# Using EI without CO2 please help



## stan1973 (23 Oct 2011)

Hi
I'm new to all this EI dosing but can't wait to give it a try. I've had the tank set up a week with a few plants, i've been adding some nourish (trace ferts) but the new growth is yellow and small and have some brown algae on some of the leaves. I have some dry ferts on their way - potassium nitrate, potassium sulphate, potassium phosphate (mono basic) and trace mix.

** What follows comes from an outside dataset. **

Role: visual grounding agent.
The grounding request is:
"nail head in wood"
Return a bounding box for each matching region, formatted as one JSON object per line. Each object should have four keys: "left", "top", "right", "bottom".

As the title says I don't add CO2 to my tank, its a 5'x18"x18" so about 300L. The substrate is tesco cat litter on its own (the stuff recommended on here that looks like akadama). I have 3x58W T8s and a 1100L/hr working capacity external filter with spraybar

I want to know how much ferts I should add given that I'm not adding CO2, does it matter that I'm using a spray bar given there are no fish to produce CO2? Can I make a solution up and just add a daily amount? should I stick to a 50% water change per week? I don't have any fish at the moment, I was just planning to grow plants on their own for a month or two.
My tap water according to the Yorkshire water website has a GH of 11, full report below:


Water quality report

Substance.........Typical value....UK/European limit......Unit
Calcium............58.5000...................-...................mg Ca/l
Magnesium........6.4575....................- ..................mg Mg/l
Residual 
chlorine - free...0.20........................-...................mg/l Cl2
Residual 
chlorine - total..0.29.......................-...................mg/l Cl2
Coliforms.........0..........................0...................no/100ml
E-coli..............0..........................0...................no/100ml
Aluminium.......14.132...................200.................µg Al/l
Colour............1.04......................20...................mg/l Pt/Co Scale
Conductivity....287.14..................2500.................µS/cm
Fluoride.........0.062.....................1.5..................mg F/l
pH................7.68....................6.5 - 10.0 ...........pH Units
Iron..............25.71....................200..................µg Fe/l
Manganese.....2.22......................50 ...................µg Mn/l
Nitrate.........13.7633  ................50....................mg NO3/l
Nitrite..........0.0093..................0.5 ...................mg NO2/l
Sodium.........15.83...................200  ..................mg Na/l
Turbidity.......0.152   .................4  ................... NTU
Copper.........0.0230  .................2 ....................mg Cu/l
Lead............0.400  ..................25 ..................µg Pb/l


EDIT: Cleaned up column format to be more readable - ceg4048


----------



## stan1973 (24 Oct 2011)

Who does EI without CO2?


----------



## ceg4048 (24 Oct 2011)

Lots of people do. You just have to search the forum and you'll find data regarding low tech dosing schemes as discussed in Trying to get my head around non-CO2 methods

Cheers,


----------



## stan1973 (25 Oct 2011)

Thanks for the reply, sounds like I should be ok then, maybe too much light but i plan on having plenty of floating plants so should be ok.
Its interesting that Black Brush Algae is caused by spike in CO2 from too big a water change, I get it in one of my tanks and do big (75%) water changes. Next time I'll put an airstone on the water for a day to purge the CO2 beforehand and maybe switch the tank lights off at the same time.


----------